La dulcinée du héros s’appelle Élodie, porte des baggys, écoute du hip hop. Il s’agit du personnage le plus « entier » du film selon Cisterne : elle reste constante contrairement à Chérif, ado égaré le jour et graffeur anonyme la nuit avec sa bande. Enfilant son sweat noir comme il enfilerait un costume de super-héros, Chérif mène une double vie. Son cousin lui a ouvert les portes de ce monde, celui du graffiti, qui l’aide à canaliser sa rage. Le graff est présenté comme quelque chose d’intime, une mission personnelle nullement motivée par la frime. Les graffeurs du film agissent anonymement, comme des justiciers. Ils disposent presque de super-pouvoirs ; leurs bombes de peinture pouvant même leur servir à se défendre des chiens de la police.
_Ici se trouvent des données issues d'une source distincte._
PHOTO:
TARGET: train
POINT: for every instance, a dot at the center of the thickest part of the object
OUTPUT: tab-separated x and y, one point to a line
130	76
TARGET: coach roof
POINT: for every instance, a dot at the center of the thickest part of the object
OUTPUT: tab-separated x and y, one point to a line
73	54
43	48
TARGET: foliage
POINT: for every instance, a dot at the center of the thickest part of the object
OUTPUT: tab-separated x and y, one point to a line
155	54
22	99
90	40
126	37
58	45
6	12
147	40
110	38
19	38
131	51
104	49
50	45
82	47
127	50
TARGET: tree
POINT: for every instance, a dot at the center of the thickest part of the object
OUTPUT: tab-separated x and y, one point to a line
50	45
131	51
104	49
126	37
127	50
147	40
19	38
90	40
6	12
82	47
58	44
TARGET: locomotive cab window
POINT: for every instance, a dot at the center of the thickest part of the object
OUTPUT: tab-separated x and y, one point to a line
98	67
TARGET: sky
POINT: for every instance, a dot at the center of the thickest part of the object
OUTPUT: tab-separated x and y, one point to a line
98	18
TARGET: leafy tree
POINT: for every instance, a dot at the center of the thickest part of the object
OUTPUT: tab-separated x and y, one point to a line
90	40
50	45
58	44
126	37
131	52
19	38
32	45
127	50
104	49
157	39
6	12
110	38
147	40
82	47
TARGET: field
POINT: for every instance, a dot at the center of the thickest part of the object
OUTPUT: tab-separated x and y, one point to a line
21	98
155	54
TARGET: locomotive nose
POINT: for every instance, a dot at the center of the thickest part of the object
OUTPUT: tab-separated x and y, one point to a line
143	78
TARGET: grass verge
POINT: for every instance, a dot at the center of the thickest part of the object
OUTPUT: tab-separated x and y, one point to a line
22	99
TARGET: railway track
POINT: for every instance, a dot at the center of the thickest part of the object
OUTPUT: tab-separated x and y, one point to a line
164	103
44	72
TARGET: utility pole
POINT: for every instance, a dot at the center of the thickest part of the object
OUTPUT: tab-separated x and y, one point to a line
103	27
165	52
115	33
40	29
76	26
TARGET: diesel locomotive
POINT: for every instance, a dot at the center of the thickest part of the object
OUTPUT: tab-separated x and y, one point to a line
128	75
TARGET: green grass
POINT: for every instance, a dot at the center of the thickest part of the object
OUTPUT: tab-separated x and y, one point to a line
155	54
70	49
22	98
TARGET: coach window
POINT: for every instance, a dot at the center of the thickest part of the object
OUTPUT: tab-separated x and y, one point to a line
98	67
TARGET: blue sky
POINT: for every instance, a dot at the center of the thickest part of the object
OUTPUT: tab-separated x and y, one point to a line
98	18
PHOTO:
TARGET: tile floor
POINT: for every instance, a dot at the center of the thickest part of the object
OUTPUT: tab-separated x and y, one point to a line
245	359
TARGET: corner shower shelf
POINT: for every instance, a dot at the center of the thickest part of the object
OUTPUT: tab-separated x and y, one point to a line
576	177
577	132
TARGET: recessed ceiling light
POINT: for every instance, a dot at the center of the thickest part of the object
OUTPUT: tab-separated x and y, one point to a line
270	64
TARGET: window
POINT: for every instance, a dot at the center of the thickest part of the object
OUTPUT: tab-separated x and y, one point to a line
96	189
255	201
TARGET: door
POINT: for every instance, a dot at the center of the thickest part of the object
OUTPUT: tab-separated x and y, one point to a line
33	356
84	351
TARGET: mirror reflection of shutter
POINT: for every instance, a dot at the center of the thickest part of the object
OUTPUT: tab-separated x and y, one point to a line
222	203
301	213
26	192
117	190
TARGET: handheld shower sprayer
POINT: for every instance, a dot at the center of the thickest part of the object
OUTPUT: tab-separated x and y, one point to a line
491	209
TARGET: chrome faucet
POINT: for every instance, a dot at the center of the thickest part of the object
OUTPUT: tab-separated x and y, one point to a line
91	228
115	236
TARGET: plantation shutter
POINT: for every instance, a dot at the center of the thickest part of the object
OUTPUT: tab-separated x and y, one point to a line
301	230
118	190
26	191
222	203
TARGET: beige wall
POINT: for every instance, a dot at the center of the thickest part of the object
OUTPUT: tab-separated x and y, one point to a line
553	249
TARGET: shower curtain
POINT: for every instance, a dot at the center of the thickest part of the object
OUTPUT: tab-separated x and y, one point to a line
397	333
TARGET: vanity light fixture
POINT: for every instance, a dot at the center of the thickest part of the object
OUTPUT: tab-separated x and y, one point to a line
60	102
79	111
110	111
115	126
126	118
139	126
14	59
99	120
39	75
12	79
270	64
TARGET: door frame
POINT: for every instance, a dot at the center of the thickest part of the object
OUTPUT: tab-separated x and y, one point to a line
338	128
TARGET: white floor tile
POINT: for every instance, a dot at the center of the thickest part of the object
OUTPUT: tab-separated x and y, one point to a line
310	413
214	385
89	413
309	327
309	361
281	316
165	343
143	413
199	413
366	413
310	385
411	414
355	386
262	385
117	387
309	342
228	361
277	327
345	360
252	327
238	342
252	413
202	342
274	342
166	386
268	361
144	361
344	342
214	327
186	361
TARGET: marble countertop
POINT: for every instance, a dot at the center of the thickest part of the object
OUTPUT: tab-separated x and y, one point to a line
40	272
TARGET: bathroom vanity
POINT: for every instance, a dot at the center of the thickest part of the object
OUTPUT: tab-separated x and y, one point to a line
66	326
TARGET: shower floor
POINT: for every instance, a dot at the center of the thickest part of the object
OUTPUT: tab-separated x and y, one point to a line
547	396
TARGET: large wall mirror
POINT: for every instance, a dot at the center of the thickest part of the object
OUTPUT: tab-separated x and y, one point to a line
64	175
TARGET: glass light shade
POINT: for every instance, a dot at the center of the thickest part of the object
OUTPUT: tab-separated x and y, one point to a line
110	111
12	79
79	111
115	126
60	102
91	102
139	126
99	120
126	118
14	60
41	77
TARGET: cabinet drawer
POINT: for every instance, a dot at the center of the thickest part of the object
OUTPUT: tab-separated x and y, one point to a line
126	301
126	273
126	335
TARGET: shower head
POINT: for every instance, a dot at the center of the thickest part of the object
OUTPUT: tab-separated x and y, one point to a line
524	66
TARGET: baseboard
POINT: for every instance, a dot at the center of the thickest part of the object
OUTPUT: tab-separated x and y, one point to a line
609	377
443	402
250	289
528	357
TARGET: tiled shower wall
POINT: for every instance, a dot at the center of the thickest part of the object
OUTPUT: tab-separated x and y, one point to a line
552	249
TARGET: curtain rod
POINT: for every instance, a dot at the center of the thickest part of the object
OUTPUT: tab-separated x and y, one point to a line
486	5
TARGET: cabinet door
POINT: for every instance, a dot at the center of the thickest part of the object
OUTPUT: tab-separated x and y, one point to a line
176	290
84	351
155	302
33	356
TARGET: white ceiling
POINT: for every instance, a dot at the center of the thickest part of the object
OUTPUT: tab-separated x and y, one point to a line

Dans Vandal, le graff reste une pratique clandestine. C’est dissimulé sous la couverture d’un livre sur les papyrus que Chérif contemple un album de graffitis, fasciné par ces sigles déroulant un nouveau langage jusqu’alors inconnu. Cette fascination se traduit par les longs plans sur les graffeurs à l’affût de la police, peignant d’un pas léger et aérien au son d’une musique envoûtante, comme dansant au clair de lune. La mise en scène préserve ainsi le mystère de ce mode d’expression tout en le valorisant.
Lucie Goulard et Valentina Kelton
VANDAL (France, 2013), un film de Hélier Cisterne, avec Zinedine Benchenin, Chloé Lecerf, Emile Berling, Jean-Marc Barr. Durée : 86 minutes. Sortie en France le 9 octobre 2013.